Laurence Boyce wrote: “I would if I knew what that was.”
OMRLP = Official Monster Raving Loony Party

by Anonymous on June 13, 2008 at 12:24 pm. Reply #

ColinW wrote: “The vile Davis is a nasty right-wing scumbag. He voted FOR 28 days, so where was his precious Magna Carta then?

He just LOVES the death penalty too, & any examination of this awful Tory’s record clearly shows he is a total hypocrite.”

He might have mend his ways. We should give people the benefit of the doubt if they say that they are prepared to stand for civil rights now, even if they weren’t in the past. 🙂

by Anonymous on June 13, 2008 at 12:28 pm. Reply #

Ah no, I always side with the unofficial party. Besides, I’m backing Kelvin now.

by Laurence Boyce on June 13, 2008 at 12:29 pm. Reply #

Anon, the obviously question arises has he changed any of those views and repented and the answer is no he hasn’t….we agree with him on one issue, yes it’s an important issue but Davis isnt standing on a single issue platform like for example, independants in Kiddiminster did or Martin Bell did…he’s standing on the platform of the Conservative Party and his own personal socially authortarian views on other issues remain in place…

by Darrell on June 13, 2008 at 12:34 pm. Reply #

Leaked letter from Cameron to Davis, apparently.

by Joe Otten on June 13, 2008 at 4:09 pm. Reply #

…by which I mean not a genuine leaked letter. (That’s what I meant by apparently.) Text doesn’t do tone of voice justice, and I wouldn’t want to drive up traffic on false pretences.

by Joe Otten on June 13, 2008 at 4:56 pm. Reply #

At last some real competition for David Davis. The Generalist Party will be contesting the by election:
http://www.generalistparty.co.uk

by Anonymous on June 14, 2008 at 12:42 pm. Reply #

Is the Liberal Party going to stand?

by Manfarang on June 14, 2008 at 2:01 pm. Reply #

It’s a tiny, pernickety point of law but Rupert Murdoch cannot fund Kelvin McKenzie’s by-election campaign can he? As a US citizen he cannot donate more than £200 can he? This would also include donations in kind such as, perhaps, providing a column in his newspaper to Mr McKenzie to advocate the election of a particular candidate in a by-election.

If Mr McKenzie stands, could he then have to give up his column in The Sun, or at least not mention the by-election in it?

Obviously a company doing business in the UK can make donations, and Mr Murdoch is a large shareholder in such companies but wouldn’t he have to justify such a quixotic donation to the other shareholders?

by Andy H on June 14, 2008 at 2:14 pm. Reply #

Hywel Morgan asked of my comment:

“Lets be honest, the Human Rights Act… has become a beanfeast for lawyers persuing silly cases, wasting court time when there are massive delays in the system already.”

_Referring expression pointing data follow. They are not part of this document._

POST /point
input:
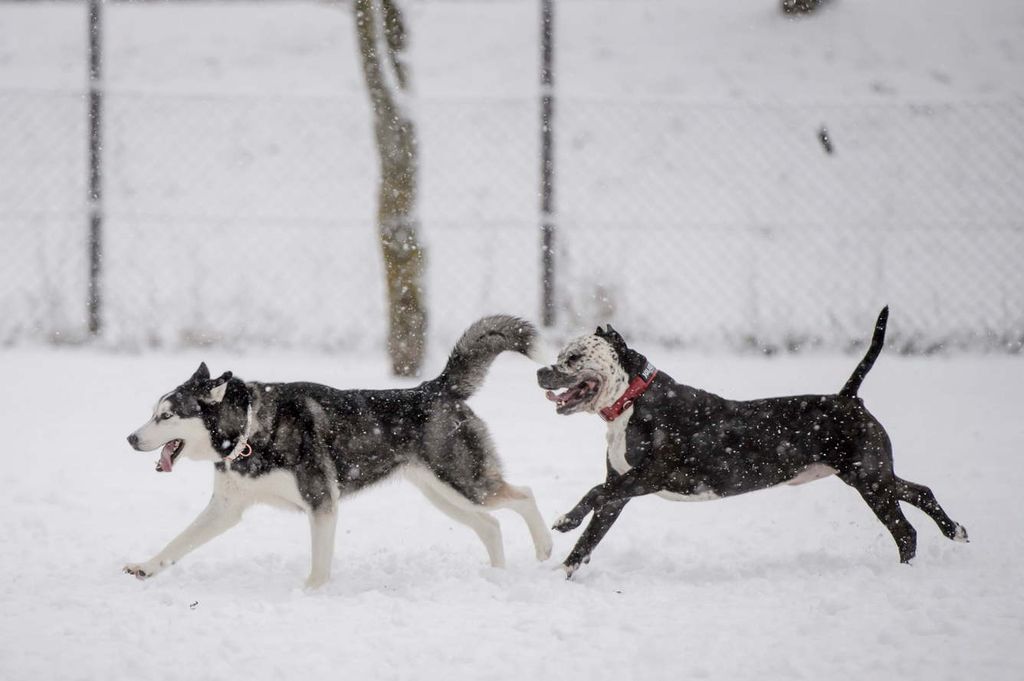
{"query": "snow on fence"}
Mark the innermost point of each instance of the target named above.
(249, 220)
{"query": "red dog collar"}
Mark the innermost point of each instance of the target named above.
(637, 387)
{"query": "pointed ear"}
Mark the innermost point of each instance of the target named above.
(202, 374)
(219, 387)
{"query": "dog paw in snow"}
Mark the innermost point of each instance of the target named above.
(566, 522)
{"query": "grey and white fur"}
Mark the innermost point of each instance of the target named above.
(305, 445)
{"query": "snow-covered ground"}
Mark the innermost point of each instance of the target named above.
(795, 583)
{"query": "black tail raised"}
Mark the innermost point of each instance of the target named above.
(851, 387)
(477, 348)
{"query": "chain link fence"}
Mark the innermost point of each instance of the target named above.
(250, 220)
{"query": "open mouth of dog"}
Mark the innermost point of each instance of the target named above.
(169, 455)
(574, 396)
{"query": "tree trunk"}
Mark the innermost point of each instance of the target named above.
(382, 39)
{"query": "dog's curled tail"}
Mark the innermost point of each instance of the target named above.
(477, 348)
(851, 387)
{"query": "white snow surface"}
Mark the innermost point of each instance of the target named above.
(793, 583)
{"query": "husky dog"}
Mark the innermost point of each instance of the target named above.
(686, 444)
(304, 445)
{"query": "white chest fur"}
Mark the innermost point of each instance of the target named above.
(275, 488)
(616, 457)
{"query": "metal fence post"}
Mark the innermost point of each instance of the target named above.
(95, 167)
(547, 166)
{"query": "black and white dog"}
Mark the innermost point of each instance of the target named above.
(304, 445)
(686, 444)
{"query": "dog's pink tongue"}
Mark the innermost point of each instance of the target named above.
(165, 459)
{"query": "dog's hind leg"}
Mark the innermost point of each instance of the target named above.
(923, 498)
(882, 499)
(323, 522)
(460, 509)
(521, 501)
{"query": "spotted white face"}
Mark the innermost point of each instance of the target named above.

What are these silly cases – quite a lot have been thrown out at very early stages.

You seem to have answered your question to an extent, I wonder what the full cost associated with throwing out the “quite a lot” was even if they were at the very early stages. One specific case, was where Dennis Nielsen, jailed in 1983 for murdering over a dozen young men filed a complaint against the jail for refusing to let him have a homosexual magazine. Perhaps some people do not consider that silly, in hindsight I consider it an example of the catastrophic moral mess that relying solely on the law leads this country to.

However the absurdity of the Law also comes from the way it changes what would in the past have been common sense behavior. Here three examples:- “Northumbria police in early 2007 put pictures and names of 5 men who had ‘failed to appear at court’ but didn’t publish what they were wanted for as it would infringe their human rights – presumably to privacy. Now if I saw one of these men, I for one would want to assist the police to apprehend him, but would really like to know whether he was for example violent as it may affect how closely I would follow him to let the police know his whereabouts.

I rest my case.

by David Evans on June 14, 2008 at 2:55 pm. Reply #

This busines has, sadly, overshadowed the Irish vote.

But it does help explore why the proposed process has major constitutional implications.